Hace unos días la Comisión Federal de Comercio (FTC por sus siglas en inglés) emitió un comunicado al consumidor estadounidense informando la resolución del primer caso en el cual tomó intervención este organismo contra las aplicaciones de monitoreo o vigilancia, conocidas como “stalking apps” o “stalkerware”.

Este es nuestro primer caso contra las denominadas “apps de seguimiento”. Aunque pudieran existir razones legítimas para monitorear un teléfono, estas apps fueron diseñadas para ser instaladas y operadas en forma oculta y por ello su uso se presta a fines ilícitos y peligrosos. Siendo este el caso, trataremos de continuar exigiendo responsabilidad a quienes desarrollan y comercializan este tipo de software.”

Andrew Smith, Director del Organismo de Protección al Consumidor de la FTC

La resolución recayó sobre la empresa Retina-X Studios (RXS) de Jacksonville, Florida. Con más de 15 años de experiencia en desarrollo y comercialización de este tipo de productos, debió suspender su actividad comercial después que un hacker anónimo expuso las fallas de seguridad que tenían sus servidores y el nivel de vulnerabilidad al que quedaban expuestos los datos de sus clientes y de las víctimas a quienes sus clientes habían introducido estas apps (Mobilespy, Phonesheriff y Teenshield) en sus teléfonos inteligentes.

En el curso de la investigación de la FTC surgieron nuevos datos sobre la empresa:

  • Su único propietario o representante legal es James N. Johns Jr., quien asume la responsabilidad por las políticas de la empresa.
  • la app Mobilespy se comercializa desde 2007 y se otorgaron más de 5700 licencias de usuario
  • la app PhoneSheriff se comercializa desde 2011 con más de 4600 licencias registradas
  • la app TeenShield se comercializa desde 2015 con más de 5000 licencias registradas

Te resumimos las principales cuestiones que preocuparon a la FTC. La empresa no tomó las medidas necesarias para asegurar que sus clientes hicieran un uso legítimo de sus aplicaciones. Los compradores en algunas ocasiones tenían que vulnerar la protección de seguridad de los teléfonos de sus “pretendidos vigilados”, lo que en ciberseguridad se conoce como “jailbreaking” o “rooting”. Incluso después de instalar la app, podía borrar el ícono y el usuario del teléfono nunca se enteraría que estaban monitoreando su actividad. Aún en el caso de usuarios con propósitos legítimos, la empresa no logró preservar los datos de los afectados, que como ya dijimos incluían a menores de edad, con criterios mínimos de confidencialidad y seguridad.

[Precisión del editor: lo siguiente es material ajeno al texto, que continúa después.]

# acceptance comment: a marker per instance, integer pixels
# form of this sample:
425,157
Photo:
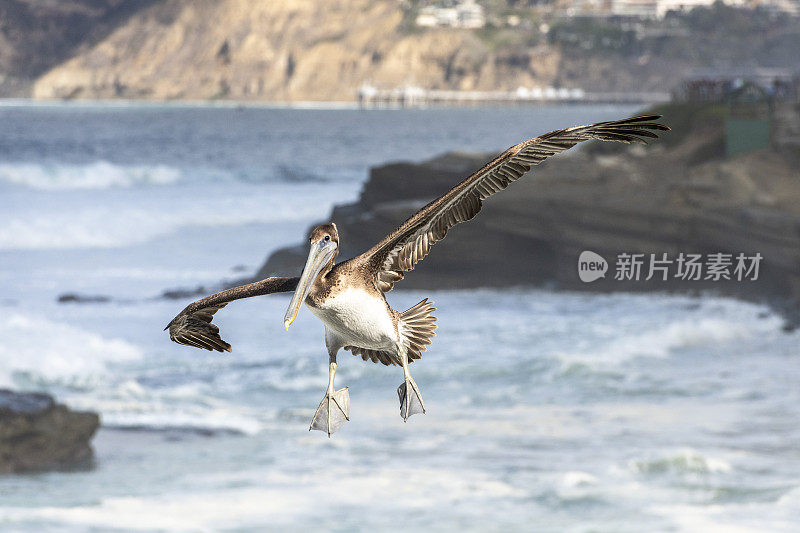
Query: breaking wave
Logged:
97,175
41,351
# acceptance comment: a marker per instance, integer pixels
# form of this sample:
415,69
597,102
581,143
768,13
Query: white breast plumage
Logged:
359,319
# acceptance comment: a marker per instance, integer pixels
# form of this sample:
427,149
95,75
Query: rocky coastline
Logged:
37,434
678,195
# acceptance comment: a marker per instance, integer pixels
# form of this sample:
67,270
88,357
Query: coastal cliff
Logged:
298,50
677,195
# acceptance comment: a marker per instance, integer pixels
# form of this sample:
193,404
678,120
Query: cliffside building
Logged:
467,14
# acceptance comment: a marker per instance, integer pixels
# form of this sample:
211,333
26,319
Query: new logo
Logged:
591,266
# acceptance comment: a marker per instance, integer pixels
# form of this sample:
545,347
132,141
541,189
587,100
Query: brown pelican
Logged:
349,296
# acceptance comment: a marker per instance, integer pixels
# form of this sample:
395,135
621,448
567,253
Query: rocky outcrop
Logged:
36,36
295,50
36,433
667,198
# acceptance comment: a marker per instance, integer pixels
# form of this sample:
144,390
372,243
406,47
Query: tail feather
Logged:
418,325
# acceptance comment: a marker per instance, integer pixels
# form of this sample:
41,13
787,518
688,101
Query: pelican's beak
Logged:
319,255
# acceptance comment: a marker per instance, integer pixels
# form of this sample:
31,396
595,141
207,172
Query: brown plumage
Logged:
378,269
193,325
402,249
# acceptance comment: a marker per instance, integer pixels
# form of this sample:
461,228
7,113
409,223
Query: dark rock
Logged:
36,433
629,201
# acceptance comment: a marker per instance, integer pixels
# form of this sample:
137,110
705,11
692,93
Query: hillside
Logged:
297,50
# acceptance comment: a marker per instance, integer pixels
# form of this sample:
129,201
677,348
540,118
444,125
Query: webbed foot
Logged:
333,412
410,399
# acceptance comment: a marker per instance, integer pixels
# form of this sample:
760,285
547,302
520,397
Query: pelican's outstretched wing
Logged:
193,325
402,249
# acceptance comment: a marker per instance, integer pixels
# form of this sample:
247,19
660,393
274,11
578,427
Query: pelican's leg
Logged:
334,409
410,398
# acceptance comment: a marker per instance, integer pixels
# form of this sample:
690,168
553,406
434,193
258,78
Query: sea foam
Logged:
48,352
96,175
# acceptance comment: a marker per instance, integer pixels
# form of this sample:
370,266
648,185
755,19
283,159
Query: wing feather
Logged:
406,246
193,326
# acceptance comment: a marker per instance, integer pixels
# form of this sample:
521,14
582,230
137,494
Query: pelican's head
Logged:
324,244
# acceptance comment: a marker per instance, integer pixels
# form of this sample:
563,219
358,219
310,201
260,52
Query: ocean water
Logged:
546,411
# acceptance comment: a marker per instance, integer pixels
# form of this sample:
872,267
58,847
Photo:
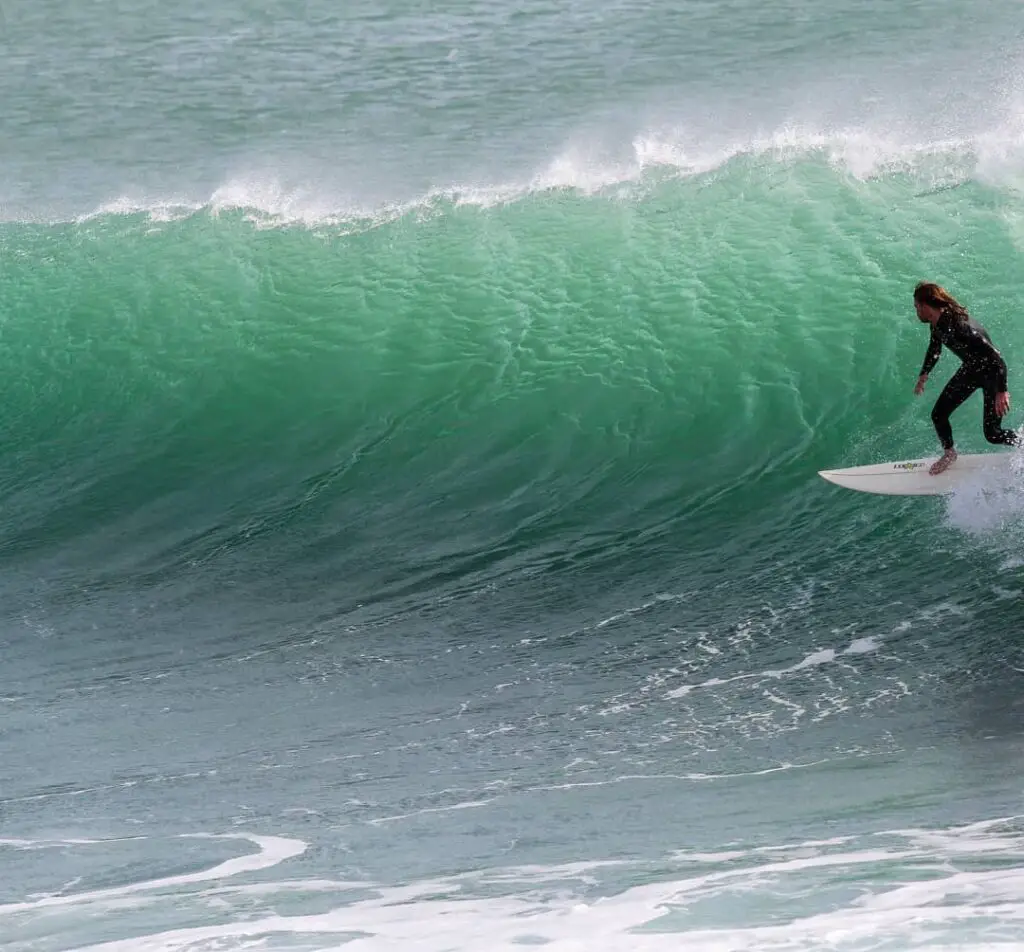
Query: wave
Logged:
471,384
992,157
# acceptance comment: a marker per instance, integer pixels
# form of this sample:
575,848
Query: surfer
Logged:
982,368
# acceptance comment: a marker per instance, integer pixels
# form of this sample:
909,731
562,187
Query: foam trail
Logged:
272,851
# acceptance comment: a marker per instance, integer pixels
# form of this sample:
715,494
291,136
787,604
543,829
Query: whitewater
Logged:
411,530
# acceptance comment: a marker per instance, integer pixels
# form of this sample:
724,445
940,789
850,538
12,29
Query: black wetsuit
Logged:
982,366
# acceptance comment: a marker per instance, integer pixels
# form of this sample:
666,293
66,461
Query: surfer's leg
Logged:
993,429
961,386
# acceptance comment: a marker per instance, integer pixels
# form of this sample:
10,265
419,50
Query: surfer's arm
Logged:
932,354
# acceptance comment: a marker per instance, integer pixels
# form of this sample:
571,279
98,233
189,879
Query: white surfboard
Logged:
910,477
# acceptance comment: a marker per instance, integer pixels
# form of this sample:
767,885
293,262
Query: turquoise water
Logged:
412,535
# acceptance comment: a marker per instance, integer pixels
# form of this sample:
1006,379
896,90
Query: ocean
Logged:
411,530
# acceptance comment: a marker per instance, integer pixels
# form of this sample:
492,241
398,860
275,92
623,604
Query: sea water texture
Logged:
411,535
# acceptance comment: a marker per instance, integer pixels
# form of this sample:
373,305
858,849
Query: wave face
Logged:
411,528
464,391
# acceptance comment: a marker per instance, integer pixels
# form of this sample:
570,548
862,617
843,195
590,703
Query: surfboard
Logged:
910,477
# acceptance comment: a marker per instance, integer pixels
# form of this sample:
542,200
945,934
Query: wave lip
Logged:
994,157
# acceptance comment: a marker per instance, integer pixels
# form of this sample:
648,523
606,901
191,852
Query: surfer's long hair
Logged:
936,296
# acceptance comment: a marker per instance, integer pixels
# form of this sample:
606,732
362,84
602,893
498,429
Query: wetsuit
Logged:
982,366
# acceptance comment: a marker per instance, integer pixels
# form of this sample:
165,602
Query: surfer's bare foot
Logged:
943,463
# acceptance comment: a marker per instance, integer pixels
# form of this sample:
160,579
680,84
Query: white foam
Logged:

Por ello la FTC resolvió exigir a RXS que tomara las medidas necesarias para asegurar el uso correcto de sus aplicaciones y que procediera a borrar todos los datos generados por estas aplicaciones de los servidores de la empresa. Un auditor externo deberá certificar que las acciones recomendadas a la empresa se ejecutan en debida y oportuna forma. Pero quizás la medida más importante fue que prohibió a la empresa RTX y al tal Johns Jr. ofrecer a la venta sus productos hasta no dar cumplimiento a lo solicitado. Esto es, no podrán publicitar, vender ni distribuir apps para monitoreo de dispositivos móviles si no garantizan que no será necesario vulnerar la seguridad de los dispositivos para su instalación y que pueden asegurar el empleo adecuado y lícito de las mismas.

Sin duda de este evento surgen dos primeras observaciones. En primer lugar celebramos la intervención de un organismo de fiscalización estatal, particularmente para la defensa de los consumidores, sobre potenciales riesgos derivados del empleo ilícito o incorrecto de un software desarrollado por el sector privado y de libre comercialización. Pero cuanto menos nos resulta curioso que esto haya sucedido sólo después que el hackeo a la empresa tomó estado público, sobre todo teniendo en cuenta que estas apps estaban disponibles en el mercado desde hacía ya más de diez años y con más de 15000 licencias de usuario otorgadas. En segundo lugar, nos sorprendió encontrar este comunicado sólo en idioma inglés, a pesar que el sitio web del FTC tiene una versión en castellano donde no se publicó esta información. Y esto refuerza el compromiso de Ciberprisma con la producción de contenidos para hispanoparlantes.

Por último, desde estas latitudes solemos pensar que nuestras instituciones no están a la altura de los riesgos derivados de este tipo de productos. Con el caso de RXS resulta evidente que también el sector estatal del primer mundo va corriendo detrás de los incidentes del ciberespacio y aún resta un largo camino por recorrer para brindar información y protección adecuada a los ciudadanos frente a la velocidad y multiplicidad de los riesgos tecnológicos.